Caardyth glanced at the innkeeper and continued with disdain.
“I will remain
here while I review my plans, means, and methods, collect
intelligence, and see to my supplies. Tell your boy to keep my bowl,
trencher, and tankard filled, for the road here is harsh, and it
takes much to satisfy my appetites after a week’s adventure.”
He made this last
pronouncement with a lascivious smile upon his face and a meaningful
look at the young barmaid, who blushed deeply and looked away. The
innkeeper scurried off to the kitchen as Caardyth strode over to one
of the long tables in the middle of the room. The other men hastily
made room for him on the bench.
Caardyth began to
eat as soon as the serving boy set the platter of food in front of
him, tearing chunks of bread off with his teeth and devouring whole
roast potatoes in two huge mouthfuls. The other guests resumed their
drinking and talking now that the barbarian seemed occupied, and the
warm cheerful atmosphere that had ceased when Caardyth had walked in
from the storm started to return. While he ate, Caardyth himself took
no notice of anyone else except for the barmaid. Whenever she
returned to refill his tankard, he would make his aims known with
crude innuendo or pinchings.
Back in the
kitchen, the innkeeper was critically inspecting a knobbly lump of
cheese which was proffered to the serving boy as he stumbled in from
the common room, covered in sweat. “Does this still smell good to
you? I think it may be a little off, but I’m not sure.”
The serving boy
shrugged. “I don’t think he’ll notice. He already ate the pie
that you ruined without saying anything.”
The innkeeper
raised his eyebrows. “Really?”
“I brought it our
while you were getting sausages from the back. Didn’t say a thing,
just shoveled it down with his hands.”
“I see. Well,
I’ll just add this to the next pile for you to take out.”
The serving boy
held up the wide board that acted as a serving tray while the
innkeeper loaded it up with apples, sausages, and the suspect cheese.

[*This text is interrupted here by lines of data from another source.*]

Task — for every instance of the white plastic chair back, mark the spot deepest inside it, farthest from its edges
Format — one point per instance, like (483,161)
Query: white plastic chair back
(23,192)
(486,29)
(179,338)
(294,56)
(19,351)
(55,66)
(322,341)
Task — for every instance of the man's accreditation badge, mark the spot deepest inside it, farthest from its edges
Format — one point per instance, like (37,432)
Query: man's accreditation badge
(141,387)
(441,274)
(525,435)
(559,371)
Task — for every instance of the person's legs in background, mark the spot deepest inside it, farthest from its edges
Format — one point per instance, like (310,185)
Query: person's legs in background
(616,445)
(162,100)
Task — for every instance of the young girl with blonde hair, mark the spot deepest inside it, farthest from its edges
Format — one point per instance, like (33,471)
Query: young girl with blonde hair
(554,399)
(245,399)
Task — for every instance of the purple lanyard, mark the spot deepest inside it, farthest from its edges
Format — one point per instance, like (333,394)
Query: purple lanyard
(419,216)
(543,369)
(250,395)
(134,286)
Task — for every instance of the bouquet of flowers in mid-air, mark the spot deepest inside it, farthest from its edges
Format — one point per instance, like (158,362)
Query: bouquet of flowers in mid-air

Just as he was about to leave the serving boy turned around. “By
the way, Bridgett says she knows what you’re going to say, and she
says you don’t need to say it, and she says she’s okay.”
The innkeeper
paused for a moment while he worked out the layers of indirect
statement. “She’s sure? We still have some nighmane, and if he
ate the pie I doubt he’d notice if we spiked his drink.”
The serving boy
nodded and blushed a little. “She says this one’s her favorite
since Hrun the Avenger.”
The innkeeper
raised his eyebrows again. “I will never understand that girl’s
tastes, but if she wants to, I won’t do anything. Anyway, once he’s
finished eating, go out and fetch Father Dumar. He should still be
awake, but if you have to wake him and he’s in a bad mood, tell him
we’ve got a lively one that needs some pacing.”
The serving boy
nodded and bustled back into the common room.
Later that evening,
after Caardyth had carried off a giggling Bridgett and the regulars
had left, the serving boy returned leading a skinny, middle-aged man
wrapped in a tattered cloak. The newcomer paused just inside the
doorway to scrape the cloying mud off his boots and to hand his
dripping cloak to the serving boy. The innkeeper bustled out of the
kitchen with a plate of potatoes and a steaming tankard. He placed
them down on the empty table, took a brief swipe at the uncovered
surface with a damp rag, then moved over to the door to grab the new
arrival in a brotherly embrace.
“It’s been too
long, Father. Please, have something to eat. I’ve got a few odds
and ends you can help me keep from going to waste.”
The other man
chuckled good naturedly. “I very much doubt that if what young
Robert tells me about your new guest is true. Be honest, Benjamin,
you just take it upon yourself to act as wife and mother to all the
unmarried men in town.”
The innkeeper
laughed as he gestured towards the table. “Someone needs to make
sure you get a nice hot meal every once in a while, and besides,
Bridgett likes taking in mending. She says it gives her something to
do on a slow night when it’s just two or three of my regulars.”
Father Dumar sat
down at the table and drew a stiff leather tube off of his belt. He
twisted its top off and pulled out a rolled parchment that he spread
out on the table. He weighed down the corners with some coins from
his pocket.
Benjamin sat down
opposite him and peered at the unrolled parchment, which showed a
map. The Bent Penny was a tiny labeled dot near the left edge, part
of a cluster of dots near a crossroads. The land portrayed in the map
looked rough and wild. Dots labeled as farms were few and scarce,
nestled within the valleys between the skeins of mountain ridges.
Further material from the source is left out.